One-step Diffusion Models with \(f\)-Divergence Distribution Matching

Paper

We present a general \(f\)-divergence minimization framework to distill multi-step diffusion models into a single step generator, with state-of-the-art one-step performance.

Inference latency of the teacher diffusion model and the \(f\)-distill. The FID scores are evaluated on ImageNet-64 (left) and MS-COCO (right). Notably, \(f\)-distill also outperforms the teacher model in terms of FID score. By applying 𝑓-distillation to the teacher model and incorporating a GAN objective on real data, we achieve FID scores surpassing the teacher's.

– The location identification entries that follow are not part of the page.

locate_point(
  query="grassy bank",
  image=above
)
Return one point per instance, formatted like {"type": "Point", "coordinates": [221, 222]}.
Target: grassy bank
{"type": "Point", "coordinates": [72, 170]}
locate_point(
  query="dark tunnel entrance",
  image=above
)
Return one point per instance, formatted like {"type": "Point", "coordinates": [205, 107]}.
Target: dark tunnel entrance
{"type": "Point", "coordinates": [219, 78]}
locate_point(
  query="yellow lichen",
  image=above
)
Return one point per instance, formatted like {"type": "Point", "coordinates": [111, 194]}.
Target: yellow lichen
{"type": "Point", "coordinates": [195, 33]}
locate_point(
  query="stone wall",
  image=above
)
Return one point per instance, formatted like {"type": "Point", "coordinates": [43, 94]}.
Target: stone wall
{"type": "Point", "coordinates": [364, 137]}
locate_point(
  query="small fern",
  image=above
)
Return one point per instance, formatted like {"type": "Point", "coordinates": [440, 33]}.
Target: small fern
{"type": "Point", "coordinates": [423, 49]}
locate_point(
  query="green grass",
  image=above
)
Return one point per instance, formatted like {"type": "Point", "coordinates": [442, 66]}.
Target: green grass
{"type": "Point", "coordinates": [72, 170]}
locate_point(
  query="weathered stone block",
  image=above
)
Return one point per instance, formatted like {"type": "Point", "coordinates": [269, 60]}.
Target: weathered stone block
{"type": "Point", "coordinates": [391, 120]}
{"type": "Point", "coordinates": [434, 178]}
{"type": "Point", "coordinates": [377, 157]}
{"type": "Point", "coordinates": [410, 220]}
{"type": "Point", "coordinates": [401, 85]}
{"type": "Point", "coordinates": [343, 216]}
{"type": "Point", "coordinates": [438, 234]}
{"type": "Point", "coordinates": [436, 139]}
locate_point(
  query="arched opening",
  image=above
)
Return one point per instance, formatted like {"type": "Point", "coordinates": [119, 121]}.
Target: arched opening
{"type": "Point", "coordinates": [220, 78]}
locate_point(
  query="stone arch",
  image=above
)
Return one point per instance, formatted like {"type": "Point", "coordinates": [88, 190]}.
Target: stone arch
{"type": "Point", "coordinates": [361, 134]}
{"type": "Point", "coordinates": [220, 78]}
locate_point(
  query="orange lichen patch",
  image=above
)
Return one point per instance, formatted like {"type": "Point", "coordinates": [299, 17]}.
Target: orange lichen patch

Comparison between 50-step teacher (SD 1.5) and one-step student (\(f\)-distill), on more samples given each prompt.

Comparison between 50-step teacher (SD 1.5) and one-step student (\(f\)-distill)

Abstract

Sampling from diffusion models involves a slow iterative process that hinders their practical deployment, especially for interactive applications. To accelerate generation speed, recent approaches distill a multi-step diffusion model into a single-step student generator via variational score distillation, which matches the distribution of samples generated by the student to the teacher's distribution. However, these approaches use the reverse Kullback–Leibler (KL) divergence for distribution matching which is known to be mode seeking. In this paper, we generalize the distribution matching approach using a novel \(f\)-divergence minimization framework, termed \(f\)-distill, that covers different divergences with different trade-offs in terms of mode coverage and training variance. We derive the gradient of the \(f\)-divergence between the teacher and student distributions and show that it is expressed as the product of their score differences and a weighting function determined by their density ratio. This weighting function naturally emphasizes samples with higher density in the teacher distribution, when using a less mode-seeking divergence. We observe that the popular variational score distillation approach using the reverse-KL divergence is a special case within our framework. Empirically, we demonstrate that alternative \(f\)-divergences, such as forward-KL and Jensen-Shannon divergences, outperform the current best variational score distillation methods across image generation tasks. In particular, when using Jensen-Shannon divergence, \(f\)-distill achieves current state-of-the-art one-step generation performance on ImageNet64 and zero-shot text-to-image generation on MS-COCO.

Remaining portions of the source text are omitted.